In Kosovo, preliminary results show Prime Minister Albin Kurti’s pro-European party leading, yet without an outright majority. This political stalemate mirrors the country’s broader challenge: a deep-seated impasse that hinders its path toward the EU and NATO, a path inextricably linked to normalizing relations with its neighbor, Serbia. Just last week, European Council President António Costa toured the Western Balkans, urgently advocating for reconciliation. The message is clear: for these nations to progress, historic tensions must give way to pragmatic diplomacy. Meanwhile, far to the east, Armenia delivered a more decisive verdict. Prime Minister Nikol Pashinyan, who has steered his country toward the West, secured a strong mandate despite significant pre-election coercion from Russia, which included economic threats and ominous comparisons to Ukraine’s fate. These parallel elections underscore a common theme: a palpable, if risky, desire among these nations to redefine their alliances away from Russian orbit.
This westward momentum finds its most dramatic expression in Ukraine itself, where the EU accession process, long frozen by Hungarian vetoes, has suddenly thawed. With Hungary’s new political leadership withdrawing its objection, the path has cleared for Kyiv to open its first formal negotiation chapters—a profound symbolic and strategic step.

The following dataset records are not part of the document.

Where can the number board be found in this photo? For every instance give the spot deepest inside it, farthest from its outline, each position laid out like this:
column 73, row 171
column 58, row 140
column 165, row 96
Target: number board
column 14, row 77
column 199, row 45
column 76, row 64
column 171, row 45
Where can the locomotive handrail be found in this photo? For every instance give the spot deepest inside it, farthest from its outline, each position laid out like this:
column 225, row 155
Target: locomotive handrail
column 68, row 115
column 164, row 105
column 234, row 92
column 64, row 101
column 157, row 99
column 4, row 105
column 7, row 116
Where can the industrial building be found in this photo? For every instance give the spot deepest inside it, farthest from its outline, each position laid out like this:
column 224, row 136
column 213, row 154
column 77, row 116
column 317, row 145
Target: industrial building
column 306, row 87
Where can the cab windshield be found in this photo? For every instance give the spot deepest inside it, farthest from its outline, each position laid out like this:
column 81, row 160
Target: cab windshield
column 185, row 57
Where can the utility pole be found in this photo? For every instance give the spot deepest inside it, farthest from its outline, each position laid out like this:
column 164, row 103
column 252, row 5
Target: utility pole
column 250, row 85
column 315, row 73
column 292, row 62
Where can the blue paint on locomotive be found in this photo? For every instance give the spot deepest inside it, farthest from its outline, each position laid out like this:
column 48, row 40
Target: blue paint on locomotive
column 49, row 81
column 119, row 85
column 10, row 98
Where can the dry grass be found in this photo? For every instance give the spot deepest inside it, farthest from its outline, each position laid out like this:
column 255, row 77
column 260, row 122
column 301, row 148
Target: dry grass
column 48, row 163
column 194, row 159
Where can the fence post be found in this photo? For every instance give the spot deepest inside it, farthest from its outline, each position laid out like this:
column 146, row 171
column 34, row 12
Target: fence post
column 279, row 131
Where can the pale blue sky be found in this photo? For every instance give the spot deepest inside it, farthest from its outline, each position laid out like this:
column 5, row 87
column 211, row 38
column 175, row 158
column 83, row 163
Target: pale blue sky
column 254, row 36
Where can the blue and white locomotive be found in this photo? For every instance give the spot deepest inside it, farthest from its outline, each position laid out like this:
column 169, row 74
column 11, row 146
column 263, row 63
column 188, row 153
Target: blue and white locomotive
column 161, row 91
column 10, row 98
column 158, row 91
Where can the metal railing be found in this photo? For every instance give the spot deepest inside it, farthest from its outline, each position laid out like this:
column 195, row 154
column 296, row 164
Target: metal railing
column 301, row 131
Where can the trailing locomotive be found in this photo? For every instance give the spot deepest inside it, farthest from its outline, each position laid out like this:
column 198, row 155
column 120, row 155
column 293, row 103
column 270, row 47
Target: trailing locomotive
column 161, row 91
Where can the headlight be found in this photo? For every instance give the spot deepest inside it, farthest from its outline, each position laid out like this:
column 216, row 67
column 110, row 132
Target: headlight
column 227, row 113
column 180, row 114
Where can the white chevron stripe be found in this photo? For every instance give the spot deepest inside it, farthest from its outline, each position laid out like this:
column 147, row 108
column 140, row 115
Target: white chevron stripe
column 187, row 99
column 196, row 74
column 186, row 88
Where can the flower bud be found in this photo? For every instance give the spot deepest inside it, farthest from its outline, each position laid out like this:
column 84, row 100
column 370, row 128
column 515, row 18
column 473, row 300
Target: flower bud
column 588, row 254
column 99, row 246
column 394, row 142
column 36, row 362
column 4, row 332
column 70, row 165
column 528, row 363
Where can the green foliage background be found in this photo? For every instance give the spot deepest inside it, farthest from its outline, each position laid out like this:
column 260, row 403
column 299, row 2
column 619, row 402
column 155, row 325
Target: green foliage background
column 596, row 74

European Commissioner Marta Kos is in Ukraine to announce substantial financial support, framing it as a reward for reform but also as a strategic necessity. As she starkly warned, “The closer Ukraine moves towards the EU, the more desperate Russia becomes.” This desperation was on grim display over the weekend, with massive Russian drone and missile attacks targeting Ukrainian energy infrastructure, even near the Chernobyl site. In response, EU defense ministers are meeting in Cyprus to urgently discuss unlocking billions in military aid for Ukraine, aiming to translate political support into tangible battlefield capability.
Beyond immediate battlefield needs, the EU is grappling with the multifaceted nature of modern conflict, including economic warfare. A key agenda item for European officials is confronting Russia’s “shadow fleet” of oil tankers, which circumvent sanctions to funnel vital energy revenues to the Kremlin. Simultaneously, a profound strategic discussion is underway about the very nature of European security. Ambassadors recently conducted exercises on invoking the EU’s mutual defense clause, Article 42.7—a once-unthinkable step that is now being soberly planned for. These moves reflect a bloc slowly, and at times awkwardly, learning to wield collective power in an age of overt confrontation.
This awakening extends beyond the Russian threat to the complex challenge posed by economic interdependence with China. Over three years ago, European Commission President Ursula von der Leyen presciently warned of the dangers of over-reliance and championed a strategy of “de-risking.” For years, her calls for stronger export controls and a tougher trade stance were muted by member states fearing economic retaliation and guarding their national security prerogatives. Now, faced with staggering trade deficits and palpable fears of de-industrialization, leaders from Paris to Brussels are echoing her concerns. The Commission is scrambling to devise new protective tools, offering von der Leyen a chance for validation. Yet the fundamental obstacle remains: achieving a unified European stance against a powerful economic partner when national interests still diverge.
As these high-stakes dramas unfold—from election booths in the Balkans and the Caucasus to negotiation rooms in Brussels and battlefields in Ukraine—the EU finds itself at a defining crossroads. The events of these past hours illustrate a continent and its neighboring regions in profound flux, where every election, every veto dropped, and every policy shift carries the weight of history. The bloc’s ability to act with unity, speed, and strategic clarity is being tested as never before. The outcomes will determine not only the security architecture of Europe but also the fate of nations striving to choose their own destiny, free from the shadow of coercion.